About five years ago, Ankiti Bose was carving out an enviable career for herself. After a stint as a management consultant in McKinsey & Company, she had moved on to Sequoia Capital, where she was an investment analyst working with companies investing in Southeast Asian businesses.
As she got to know Southeast Asia better, however, the thought of building something of her own started to germinate. The region had a wealth of creative entrepreneurs running small retail businesses. “But they had no idea how to solve certain problems, like how to procure the right items at the right costs. And these small players are competing against huge international brands—it was like a David versus Goliath story, and that’s what resonated with me,” she explains. “I thought it was time to shake things up. Technology is changing things really fast, and that’s the only way that we can provide opportunities for these entrepreneurs.”
The result is Zilingo, launched in 2015 when she was just 23. Today, the company says its valuation is approaching US$1 billion. While it has an e-commerce portal for consumers, the majority of Zilingo’s revenue comes from providing B2B services. Say, for instance, you are selling scarves at Bangkok’s Chatuchak weekend market. By signing up with Zilingo, you get help with procurement, so you can buy your stock at a lower price. You get advice on the kind of designs that are trending, based on data analytics. You get financial services, such as loans and insurance, to expand your business. And you get the tech support that enables you to start selling your scarves online.
With these systematic boosts, this hypothetical scarf stall can very well grow into a major brand, Bose concludes, and this straight-talking dynamo is very persuasive in person. When her parents had doubts about her turn to entrepreneurship, she assuaged them by suggesting they take the money they had been saving up for the MBA they had been hoping she would get, and use it for a vacation in Europe instead.

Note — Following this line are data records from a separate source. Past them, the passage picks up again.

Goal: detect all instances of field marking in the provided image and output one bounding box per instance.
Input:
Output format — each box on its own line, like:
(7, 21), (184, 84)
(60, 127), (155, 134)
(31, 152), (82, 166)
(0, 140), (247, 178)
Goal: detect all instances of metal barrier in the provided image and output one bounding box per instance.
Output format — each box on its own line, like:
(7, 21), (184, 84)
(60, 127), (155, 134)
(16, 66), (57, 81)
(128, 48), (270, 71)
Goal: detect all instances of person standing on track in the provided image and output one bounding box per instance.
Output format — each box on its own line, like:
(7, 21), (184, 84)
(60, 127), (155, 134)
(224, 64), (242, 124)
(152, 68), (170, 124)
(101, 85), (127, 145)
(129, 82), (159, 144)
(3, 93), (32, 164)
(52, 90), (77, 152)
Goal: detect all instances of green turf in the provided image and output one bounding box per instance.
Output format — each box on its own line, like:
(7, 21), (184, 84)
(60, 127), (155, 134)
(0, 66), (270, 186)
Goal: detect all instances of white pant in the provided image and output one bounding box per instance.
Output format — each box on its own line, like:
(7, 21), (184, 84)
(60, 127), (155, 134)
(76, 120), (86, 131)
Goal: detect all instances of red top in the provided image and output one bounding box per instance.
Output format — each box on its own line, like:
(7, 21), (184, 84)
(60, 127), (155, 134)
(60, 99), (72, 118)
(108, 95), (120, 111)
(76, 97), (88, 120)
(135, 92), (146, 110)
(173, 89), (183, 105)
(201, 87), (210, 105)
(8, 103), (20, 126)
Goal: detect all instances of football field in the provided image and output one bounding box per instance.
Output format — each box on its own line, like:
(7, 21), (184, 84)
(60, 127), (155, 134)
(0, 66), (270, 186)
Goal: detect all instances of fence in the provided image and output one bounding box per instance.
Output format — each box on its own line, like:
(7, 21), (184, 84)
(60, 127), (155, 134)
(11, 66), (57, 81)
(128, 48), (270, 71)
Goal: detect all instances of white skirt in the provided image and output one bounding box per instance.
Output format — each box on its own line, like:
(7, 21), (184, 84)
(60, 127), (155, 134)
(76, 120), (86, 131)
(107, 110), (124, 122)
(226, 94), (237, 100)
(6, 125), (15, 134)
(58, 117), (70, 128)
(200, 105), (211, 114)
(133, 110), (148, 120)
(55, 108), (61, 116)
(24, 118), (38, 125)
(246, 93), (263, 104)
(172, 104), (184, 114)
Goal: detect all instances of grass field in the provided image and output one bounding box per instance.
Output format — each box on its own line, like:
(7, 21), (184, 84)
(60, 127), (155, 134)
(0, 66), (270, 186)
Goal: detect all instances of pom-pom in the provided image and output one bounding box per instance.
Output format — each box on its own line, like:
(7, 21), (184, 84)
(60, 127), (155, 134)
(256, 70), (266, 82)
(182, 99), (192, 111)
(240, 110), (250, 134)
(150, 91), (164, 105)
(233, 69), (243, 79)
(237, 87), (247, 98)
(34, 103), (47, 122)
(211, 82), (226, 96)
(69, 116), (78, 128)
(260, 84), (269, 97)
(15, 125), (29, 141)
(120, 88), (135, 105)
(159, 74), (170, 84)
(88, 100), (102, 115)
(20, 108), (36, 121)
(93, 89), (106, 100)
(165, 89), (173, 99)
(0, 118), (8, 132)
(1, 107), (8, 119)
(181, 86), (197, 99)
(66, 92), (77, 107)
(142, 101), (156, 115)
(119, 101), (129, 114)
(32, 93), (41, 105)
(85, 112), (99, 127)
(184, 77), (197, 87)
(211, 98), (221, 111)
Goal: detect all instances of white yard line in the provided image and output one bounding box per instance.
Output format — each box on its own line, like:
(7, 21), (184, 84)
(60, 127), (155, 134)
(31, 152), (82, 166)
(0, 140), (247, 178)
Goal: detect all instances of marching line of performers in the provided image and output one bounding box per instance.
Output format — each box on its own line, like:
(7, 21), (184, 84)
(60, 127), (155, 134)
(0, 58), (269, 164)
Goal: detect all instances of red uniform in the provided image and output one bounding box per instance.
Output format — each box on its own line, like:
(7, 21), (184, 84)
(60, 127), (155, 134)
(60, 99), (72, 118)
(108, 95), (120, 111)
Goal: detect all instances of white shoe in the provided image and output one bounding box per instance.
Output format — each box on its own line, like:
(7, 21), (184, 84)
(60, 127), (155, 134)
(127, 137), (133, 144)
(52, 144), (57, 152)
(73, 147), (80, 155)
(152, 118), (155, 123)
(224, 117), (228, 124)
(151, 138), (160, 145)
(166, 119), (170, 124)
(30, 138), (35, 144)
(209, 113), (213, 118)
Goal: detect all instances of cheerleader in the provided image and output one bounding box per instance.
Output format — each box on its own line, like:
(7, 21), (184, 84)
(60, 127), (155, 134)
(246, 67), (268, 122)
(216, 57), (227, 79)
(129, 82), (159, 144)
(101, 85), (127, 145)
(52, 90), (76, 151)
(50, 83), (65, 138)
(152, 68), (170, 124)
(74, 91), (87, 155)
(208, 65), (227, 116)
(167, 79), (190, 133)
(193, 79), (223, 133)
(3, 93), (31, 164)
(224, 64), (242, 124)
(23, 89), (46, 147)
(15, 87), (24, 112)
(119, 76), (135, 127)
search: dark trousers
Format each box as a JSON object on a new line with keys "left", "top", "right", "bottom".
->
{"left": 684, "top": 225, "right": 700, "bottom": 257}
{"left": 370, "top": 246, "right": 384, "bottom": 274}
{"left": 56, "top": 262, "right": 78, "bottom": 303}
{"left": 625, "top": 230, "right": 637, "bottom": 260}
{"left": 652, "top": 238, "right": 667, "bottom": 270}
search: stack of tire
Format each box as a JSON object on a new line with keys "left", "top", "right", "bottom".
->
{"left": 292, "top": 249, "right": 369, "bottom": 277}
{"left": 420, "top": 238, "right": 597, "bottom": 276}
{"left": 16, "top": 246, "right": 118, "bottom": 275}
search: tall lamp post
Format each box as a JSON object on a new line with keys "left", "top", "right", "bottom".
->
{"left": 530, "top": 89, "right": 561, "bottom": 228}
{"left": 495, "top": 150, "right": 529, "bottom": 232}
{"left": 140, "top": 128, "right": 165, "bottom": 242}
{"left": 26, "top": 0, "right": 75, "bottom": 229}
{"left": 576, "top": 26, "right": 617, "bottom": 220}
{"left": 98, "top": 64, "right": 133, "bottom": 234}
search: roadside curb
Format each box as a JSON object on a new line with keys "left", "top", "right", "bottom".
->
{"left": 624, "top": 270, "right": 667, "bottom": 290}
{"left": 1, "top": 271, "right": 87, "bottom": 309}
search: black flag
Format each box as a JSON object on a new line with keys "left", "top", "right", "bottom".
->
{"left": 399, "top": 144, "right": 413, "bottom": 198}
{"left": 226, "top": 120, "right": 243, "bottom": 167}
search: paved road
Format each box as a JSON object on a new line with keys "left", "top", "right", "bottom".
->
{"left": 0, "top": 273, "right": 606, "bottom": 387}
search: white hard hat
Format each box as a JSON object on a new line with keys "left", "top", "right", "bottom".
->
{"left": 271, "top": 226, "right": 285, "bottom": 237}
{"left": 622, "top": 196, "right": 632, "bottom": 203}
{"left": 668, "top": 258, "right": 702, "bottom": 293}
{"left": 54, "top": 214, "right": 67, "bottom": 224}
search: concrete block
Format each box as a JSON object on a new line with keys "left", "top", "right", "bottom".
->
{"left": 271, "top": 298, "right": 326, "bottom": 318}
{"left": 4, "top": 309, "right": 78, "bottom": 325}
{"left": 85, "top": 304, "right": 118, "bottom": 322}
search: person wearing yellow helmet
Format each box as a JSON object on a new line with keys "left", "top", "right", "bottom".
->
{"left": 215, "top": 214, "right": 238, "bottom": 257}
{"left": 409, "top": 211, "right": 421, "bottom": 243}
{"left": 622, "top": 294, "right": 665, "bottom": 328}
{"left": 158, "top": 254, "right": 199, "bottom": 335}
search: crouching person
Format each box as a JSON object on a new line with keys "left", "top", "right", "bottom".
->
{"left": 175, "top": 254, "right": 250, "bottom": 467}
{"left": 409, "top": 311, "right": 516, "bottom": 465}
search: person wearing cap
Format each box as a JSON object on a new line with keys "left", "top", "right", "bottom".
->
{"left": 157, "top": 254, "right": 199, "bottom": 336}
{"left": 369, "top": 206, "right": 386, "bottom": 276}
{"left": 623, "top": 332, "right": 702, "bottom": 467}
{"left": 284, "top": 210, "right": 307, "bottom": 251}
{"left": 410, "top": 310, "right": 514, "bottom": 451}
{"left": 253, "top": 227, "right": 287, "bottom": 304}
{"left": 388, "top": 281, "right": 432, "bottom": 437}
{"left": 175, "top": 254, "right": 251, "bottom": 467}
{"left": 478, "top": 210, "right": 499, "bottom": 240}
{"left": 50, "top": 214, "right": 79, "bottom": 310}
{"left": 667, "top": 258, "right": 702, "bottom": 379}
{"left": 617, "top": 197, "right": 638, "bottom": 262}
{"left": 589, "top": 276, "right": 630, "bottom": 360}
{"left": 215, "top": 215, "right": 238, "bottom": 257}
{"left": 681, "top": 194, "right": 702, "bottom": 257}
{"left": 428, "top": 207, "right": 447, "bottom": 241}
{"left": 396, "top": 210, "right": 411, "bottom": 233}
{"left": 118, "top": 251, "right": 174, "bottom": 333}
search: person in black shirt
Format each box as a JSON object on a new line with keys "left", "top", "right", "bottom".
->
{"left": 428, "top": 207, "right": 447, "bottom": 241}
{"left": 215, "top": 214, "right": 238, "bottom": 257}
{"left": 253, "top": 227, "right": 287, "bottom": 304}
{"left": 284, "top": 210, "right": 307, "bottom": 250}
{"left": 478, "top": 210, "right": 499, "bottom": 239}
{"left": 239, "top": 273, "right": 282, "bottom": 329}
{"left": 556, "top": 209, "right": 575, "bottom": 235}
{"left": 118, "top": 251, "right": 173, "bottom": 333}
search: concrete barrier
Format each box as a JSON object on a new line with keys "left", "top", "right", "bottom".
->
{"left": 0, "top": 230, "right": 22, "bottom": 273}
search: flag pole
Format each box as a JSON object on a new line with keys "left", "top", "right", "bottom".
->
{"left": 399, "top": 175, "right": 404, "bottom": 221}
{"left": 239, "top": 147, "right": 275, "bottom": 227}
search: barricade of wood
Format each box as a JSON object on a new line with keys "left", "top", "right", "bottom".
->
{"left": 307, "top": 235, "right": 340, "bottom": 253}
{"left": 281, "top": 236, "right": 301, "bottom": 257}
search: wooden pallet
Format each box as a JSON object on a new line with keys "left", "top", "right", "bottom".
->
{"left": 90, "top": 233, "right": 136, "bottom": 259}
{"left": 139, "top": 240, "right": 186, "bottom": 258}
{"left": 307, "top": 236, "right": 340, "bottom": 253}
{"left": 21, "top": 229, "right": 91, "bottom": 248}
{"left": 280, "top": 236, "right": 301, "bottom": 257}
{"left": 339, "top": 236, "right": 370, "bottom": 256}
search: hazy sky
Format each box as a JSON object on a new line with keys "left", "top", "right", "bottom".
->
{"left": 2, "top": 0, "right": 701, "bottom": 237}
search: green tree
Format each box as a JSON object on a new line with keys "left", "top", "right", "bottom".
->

When she was discussing starting this venture with software engineer Dhruv Kapoor, Zilingo’s co-founder and chief technology officer, they didn’t even talk about how much money they wanted to make. “We were very idealistic; we wanted to change the world,” she says with a grin. There were some naysayers though. In Zilingo’s early days, “there was a very senior guy in the tech industry, who told me he would never invest in my company”, she remembers. “But I want to thank him, because I used that as fuel to keep building this company.” In fact, she has always seen herself as an underdog. “I’m a young Asian woman. If you look at the founders and CEOs of tech and financial companies, how many people like me do you see?”
That hunger to level the playing field was one reason the India-born entrepreneur decided to focus on the Southeast Asian market. “We work with about 50,000 merchants that in total employ about 450,000 people. Of that, over 60 percent are women. You don’t get those kinds of numbers anywhere else in the emerging markets, besides China. So besides Southeast Asia has a large population with a relatively high per capita income, which was very attractive to us, it was also about uplifting female entrepreneurs.”
She has seen first-hand how driven these entrepreneurs are. “We offer these training sessions for merchants, and they really want to learn how to use the latest tools and software. They have this mindset of personal growth and continuous learning, which is really inspiring.”
Ask her about her vision for Zilingo, and you see the same ambition in her answer. “I want to take this company from Asia to the world. I definitely think that we can be a global company.”